AP is associated with a variety of factors during the pregnancy: trauma, threatening miscarriage, SGA, preeclampsia, PROM, chorioamnionitis, multiple fetuses, male fetus, congenital malformations and short umbilical cord. Various aspects concerning the mother are associated with AP: maternal age, birth order, socio-economical group, marital status, race, obstetric history, uterine tumours, chronic hypertension, diabetes and antiphospholipid antibodies. The mother’s way of life is also contributing etiologic factors: cigarette smoking, cocaine, marihuana, poor maternal nutrition and vitamin deficiency.

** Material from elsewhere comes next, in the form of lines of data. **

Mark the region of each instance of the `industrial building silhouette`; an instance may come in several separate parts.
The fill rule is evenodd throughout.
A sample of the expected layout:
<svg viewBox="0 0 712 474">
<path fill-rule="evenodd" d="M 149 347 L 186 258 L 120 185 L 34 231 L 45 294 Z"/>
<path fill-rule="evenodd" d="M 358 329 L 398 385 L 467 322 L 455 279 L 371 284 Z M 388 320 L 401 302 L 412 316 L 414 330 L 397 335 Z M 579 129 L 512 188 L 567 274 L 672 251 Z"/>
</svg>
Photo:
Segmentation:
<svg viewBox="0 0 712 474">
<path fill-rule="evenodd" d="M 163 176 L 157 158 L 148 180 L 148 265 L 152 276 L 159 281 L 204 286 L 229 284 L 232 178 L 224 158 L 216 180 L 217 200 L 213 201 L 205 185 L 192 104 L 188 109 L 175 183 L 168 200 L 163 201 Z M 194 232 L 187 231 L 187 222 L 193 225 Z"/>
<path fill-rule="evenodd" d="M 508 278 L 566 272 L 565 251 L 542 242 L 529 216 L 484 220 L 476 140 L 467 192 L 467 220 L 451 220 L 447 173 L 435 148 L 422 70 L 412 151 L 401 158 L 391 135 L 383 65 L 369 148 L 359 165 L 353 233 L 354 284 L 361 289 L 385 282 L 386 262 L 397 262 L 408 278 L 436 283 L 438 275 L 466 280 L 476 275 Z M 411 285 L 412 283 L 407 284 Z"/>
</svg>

There is no one theory explaining all risk factors and causes of AP. Inadequate trophoblast invasion in the spiral arteries is one of many theories focusing on a disturbed feto-maternal relationship.
AP is primary a clinical diagnosis. The classical symptoms are vaginal bleeding, pain in the abdomen, uterine contractions and tenderness. Treatment is expectance, hastening vaginal delivery or caesarean section. The main differential diagnosis is placenta previa.
AP is an important cause of perinatal death and morbidity. Maternal complications include hemorrhagic shock, coagulopathy and DIC, uterine rupture, renal failure and ischaemic necrosis in distal organs and finally death.